Bundling phone, Internet, and video services, telephone companies are trying to become "one-stop shops" for all our communications needs.
Because such services as live video feeds are clearer if their bits of digital information are transmitted rapidly and together, the telephone companies want to charge Internet content providers (See below) a premium for delivering videos with "routing priority" over generally less time-sensitive transmissions, such as e-mail. The telecoms claim that they are simply providing consumers with additional choices and recouping some of the billions of dollars they have invested in their networks, as for fiber-optic lines, even as they have cut the price of their broadband service, in competition with cable providers. As John Chambers, CEO of Cisco, recently told analysts, "very soon, all TV will be broadcast over the Internet."
The big telephone companies are lobbying Congress to rewrite the landmark Telecommunications Art of 1996, which deregulated the communications industry, allowing telephone and cable companies to directly compete. In particular, they want to make it easier to provide television service without having to negotiate a new agreement with each city they wish to serve (An indirect but inevitable consequence of this would undoubtedly be the end of funding for uniquely, locally valuable community access television).

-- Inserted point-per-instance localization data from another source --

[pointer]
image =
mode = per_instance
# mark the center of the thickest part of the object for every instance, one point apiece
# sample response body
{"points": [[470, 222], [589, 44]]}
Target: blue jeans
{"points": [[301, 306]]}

Wireless Telephone Companies
Owned jointly by AT&T and BellSouth -- and, thus, having helped to pull the two corporations together -- Cingular, the largest cellphone company in the country, competes directly with Verizon Wireless, the second-largest (jointly owned by Verizon and a British telecom), and Sprint, the third-largest wireless company, which recently bought Nextel; and wireless telephone companies in general compete at least indirectly with wireline telephone companies (See also Cable and Satellite Companies, below).
To support the new technology of high-speed wireless communications, and to thus make wireless providers more competitive, there are calls for more government auctions of unused portions of the wireless spectrum and for the release of other frequencies for unlicensed utilization.